Denis (22) shares his story and information about Crohn’s Disease, as part of the Crohn’s and Colitis awareness week which starts on the 1st of December untill the 7th of December! People just like Denis will be sharing their stories for the next week or so via social media!
Inflammatory bowel disease (IBD) involves chronic inflammation of all or part(s) of your digestive tract. IBD primarily includes Ulcerative Colitis and Crohn’s Disease. Both usually have symptoms that include severe diarrhea, pain, fatigue and weight loss. IBD can be debilitating and sometimes leads to life-threatening complications.
Before Crohn’s I was how would you say an active person, outgoing, full of energy and always happy. One day I got really sick. I was in 5th class just aged 12 and at the time i was with my friends enjoying school. Then that one day where I was sick my life changed forever.
In the first few months, I noticed I was losing weight and not eating, any time I did eat I would get sick. At the age of 12 I weighed about 5 stone (or 31.75kg). Basically, I was all bone which was really scary not just for me but my family, too. Between doctor appointments and hospital appointments we could not figure out what was wrong for 5-6 months. I got referred to Crumlin hospital and I was admitted straight away to find the cause of my problems. Not many people would have known until now that I had a upper endoscopy and a colonoscopy!

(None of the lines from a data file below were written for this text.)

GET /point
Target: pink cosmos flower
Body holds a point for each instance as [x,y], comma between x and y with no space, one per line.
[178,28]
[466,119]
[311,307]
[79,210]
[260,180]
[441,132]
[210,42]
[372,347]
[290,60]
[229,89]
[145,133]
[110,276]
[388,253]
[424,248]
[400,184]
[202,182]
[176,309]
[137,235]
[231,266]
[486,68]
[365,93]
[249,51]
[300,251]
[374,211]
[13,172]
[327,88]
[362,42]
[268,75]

After days of waiting for the results to come back we finally got a call to go into the doctor’s room. He sat me down at the table and said “Denis you have a condition called Crohn’s disease”. I will always remember it because at the time I didn’t know what it was and it was a shock at that age. I was given medications to help control the disease from day one which includes Steroids, Asacol and Mecaptipurine. Luckily, my friends at school were really understanding and it really helped at school after my diagnosis. Still to this day I take Asacol, Folic Acid, B12 Injections and Calcium. There is NO CURE for Crohn’s disease at present. The bad side to the medications are the side affects, for 12 weeks during my steroid treatment my face went like a balloon, also known as “Moon Face.” At that age I didn’t know how to explain it to anyone who asked. Crohn’s can be very exhausting, one minute you can be full of energy and the next minute you feel like you want to sleep for a week. I have to be careful of what I eat because some foods can give me cramps and cause a flare up. For many it is also really similar and it can cause a flare up anywhere in the digestive tract, which can make you really sick if untreated. Of course, there is a lot more to this disease than that! So if anyone has questions please ask me and don’t be embarrassed by it!
Now at 22 years old it has been 10 years since my diagnosis. I coach an under 12’s soccer team and have been for 3 years, it really helps to keep me going! Life hasn’t been easy, relationships have been hard as this illness has given me low confidence but life goes on! I’m in remission now and fighting like never before!